You have to consider the function BDD2FDD and also the Apply algorithm to understand the single steps. Indeed, the computation of the example solution has some unclarities which should be better explained here:
BDD2FDD(n3)
= BDD2FDD(n2) ⊕ a ∧ Apply(⊕, BDD2FDD(n1), BDD2FDD(n2))
// BDD2FDD(n2) = BDD2FDD(b) = (0⊕b∧1)
= (0⊕b∧1)⊕a∧Apply(⊕,BDD2FDD(n1),(0⊕b∧1))
// BDD2FDD(n1) = 0⊕b∧BDD2FDD(n0)
= (0⊕b∧1)⊕a∧Apply(⊕,(0⊕b∧BDD2FDD(n0)),(0⊕b∧1))
// Apply(⊕,(0⊕b∧BDD2FDD(n0)),(0⊕b∧1)) = (0⊕0)⊕b∧Apply(⊕,BDD2FDD(n0),1)
= (0⊕b∧1)⊕a∧(0⊕b∧Apply(⊕,(BDD2FDD(n0)),1))
// BDD2FDD(n0) = 0⊕c∧1
= (0⊕b∧1)⊕a∧(0⊕b∧Apply(⊕,(0⊕c∧1),1))
// Apply(⊕,(0⊕c∧1),1) = (0⊕1)⊕c∧1
= (0⊕b∧1)⊕a∧(0⊕b∧(1⊕c∧1))
Some remarks should clarify the computation: In general, if two formulas φ:⇔φ0⊕x∧δ (with δ:⇔φ0⊕φ1) and ψ:⇔ψ0⊕x∧ρ (with ρ:⇔ψ0⊕ψ1) are given, then we have φ⊕ψ⇔((φ0⊕ψ0)⊕x∧(δ⊕ρ)) (see pages 134-136 of the BDD chapter).
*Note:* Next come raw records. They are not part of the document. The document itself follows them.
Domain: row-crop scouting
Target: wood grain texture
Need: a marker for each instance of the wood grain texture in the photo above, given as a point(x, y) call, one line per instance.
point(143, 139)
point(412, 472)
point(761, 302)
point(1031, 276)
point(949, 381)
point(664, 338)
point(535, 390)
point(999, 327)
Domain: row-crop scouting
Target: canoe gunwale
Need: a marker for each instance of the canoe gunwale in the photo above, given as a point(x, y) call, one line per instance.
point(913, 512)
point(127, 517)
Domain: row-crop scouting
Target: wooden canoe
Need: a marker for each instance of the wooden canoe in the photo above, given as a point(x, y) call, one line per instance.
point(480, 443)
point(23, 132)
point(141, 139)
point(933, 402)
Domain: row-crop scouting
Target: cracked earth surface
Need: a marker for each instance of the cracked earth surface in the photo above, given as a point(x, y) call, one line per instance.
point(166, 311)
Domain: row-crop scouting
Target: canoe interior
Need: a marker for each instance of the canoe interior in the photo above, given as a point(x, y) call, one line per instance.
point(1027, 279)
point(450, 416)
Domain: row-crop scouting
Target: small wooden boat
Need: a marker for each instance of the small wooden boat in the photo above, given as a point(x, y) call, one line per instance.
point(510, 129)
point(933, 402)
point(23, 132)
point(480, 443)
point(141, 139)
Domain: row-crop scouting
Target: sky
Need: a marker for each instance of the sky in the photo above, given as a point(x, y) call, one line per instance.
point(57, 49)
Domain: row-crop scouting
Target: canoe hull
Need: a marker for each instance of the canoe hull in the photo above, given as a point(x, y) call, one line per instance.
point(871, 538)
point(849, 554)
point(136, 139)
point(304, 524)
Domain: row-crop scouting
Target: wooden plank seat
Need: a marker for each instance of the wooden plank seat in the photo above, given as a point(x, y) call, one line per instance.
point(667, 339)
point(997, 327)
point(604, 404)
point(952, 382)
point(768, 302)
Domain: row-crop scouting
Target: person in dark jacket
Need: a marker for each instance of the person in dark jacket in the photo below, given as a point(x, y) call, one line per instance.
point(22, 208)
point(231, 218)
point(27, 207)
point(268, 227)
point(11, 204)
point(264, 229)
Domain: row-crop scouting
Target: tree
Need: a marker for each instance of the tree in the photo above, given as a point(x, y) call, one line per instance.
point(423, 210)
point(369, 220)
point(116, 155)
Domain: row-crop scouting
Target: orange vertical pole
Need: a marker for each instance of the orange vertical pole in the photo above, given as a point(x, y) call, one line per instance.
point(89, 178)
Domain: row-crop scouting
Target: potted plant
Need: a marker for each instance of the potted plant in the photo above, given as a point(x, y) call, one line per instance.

Hence, the ⊕ operation has to be recursively applied to the high- and low-parts of the given FDDs φ and ψ which is exactly what the Apply algorithm for BDD does if it would be applied to the FDDs. Hence, we can simply (mis-)use the BDD algorithm for Apply with ⊕ and the FDDs (even though the Apply algorithm is meant to work with BDDs) and it will correctly compute the result. However, we have to use the FDD elimination rule.
In particular, to compute Apply(⊕,(0⊕b^BDD2FDD(n0)),(0⊕b^1)), we can proceed as follows: We consider the "low-parts" 0 and 0, and the "high-parts" BDD2FDD(n0) and 1, so that Apply(⊕,(0⊕b∧BDD2FDD(n0)),(0⊕b∧1)) is the same as (0⊕0)⊕b∧Apply(⊕,BDD2FDD(n0),1).
In the second case, we have to compute Apply(⊕,(0⊕c∧1),1) which is reduced by the Apply algorithm to (0⊕1)⊕c∧1 which is same as 1⊕c∧1.